Tuesday, September 2, 2014

Wild, wacky, and outré book titles; is fashion "spinach"?

"To be or not to be..."
Goblinproofing One's Chicken Coop: And Other Practical Advice In Our Campaign Against The Fairy Kingdom by Reginald Bakeley. How Tea Cosies Changed the World by Loani Prior. Raising Witches; Knitting Historical Figures; How to Make Love While Conscious; A Popular History of British Seaweeds. If none of these titles tickle your fancy, then perhaps one of the tomes illustrated below will. They're from the ongoing "Weird Book Room" feature at Abe Books. And if you really want to delve into the arcane, have a look at The Toast's '100 Actual Titles of Real Eighteenth-Century Novels.' Among the offerings: The Book!! Or, Procrastinated Memoirs. Atrocities Of A Convent. He’s Always In The Way. Horrible Revenge, Or, The Monster Of Italy!! How It Happened That I Was Born. It Was Me, A Tale By Me, One Who Cares For Nothing Or Nobody. The Male-Coquette; Or, The History Of The Hon. Edward Astell. Memoirs Of An Old Wig. A Modern Anecdote Of The Ancient Family Of The Kinkvervankotsdarsprakengotchderns. The Peaceful Villa, An Eventful Tale. Read, And Give It A Name.
Actually, Elizabeth Hawes' book title Fashion Is Spinach as featured in the Weird Book Room is not as silly as it sounds. Taken from a New Yorker cartoon, it epitomizes this great American designer's practical yet classy approach to creating clothes for women (Katharine Hepburn was a big fan). New York Times writer Alice Gregory recently wrote a blog on Hawes, and you can read more about her in Bettina Berch's Radical by Design: The Life and Style of Elizabeth Hawes, which I highly recommend. (Used copies are very pricey online; perhaps a new edition is called for?)
Browse our many discounted, illustrated books on fashion here!
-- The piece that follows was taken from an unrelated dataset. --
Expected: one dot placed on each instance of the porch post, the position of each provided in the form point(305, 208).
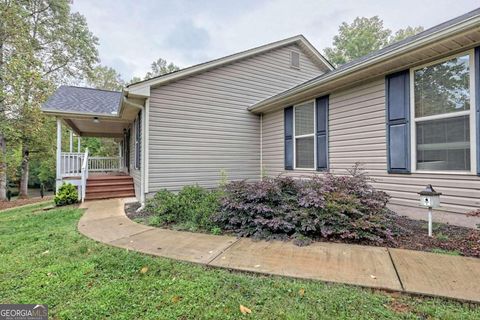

  1. Terrific. Interested readers should follow the Diagram Prize, which lightens the spirits of visitors each year to the Frankfurt Book Fair. The Goblinproofing book won the award in 2013 – as well it should have.

    Previous winners of the prize include How to Avoid Large Ships, Greek Rural Postmen and Their Cancellation Numbers, Highlights in the History of Concrete, Bombproof Your Horse and Reusing Old Graves.

    1. Love your link, RPS! How does one order "People Who Don't Know They're Dead: How They Attach Themselves to Unsuspecting Bystanders and What to Do About It"?
      Sounds like a problem that must be dealt with forthwith!

    2. Robert Jastrow wrote a book on astronomy called "Red Giants, White Dwarfs" that I've seen more than once in the Social History section of the library.
      You have to be careful when naming a book!

    3. ooh, i like the Reusing old graves one.

  2. Those in the Baltimore area, or those who are just curious should go to the website for The Book Thing where the owner collects some of the best (read: oddest) book titles that have come through there throughout the years. While it may not have as much diversity, and potentially some overlap with these other lists, it's a good one as well.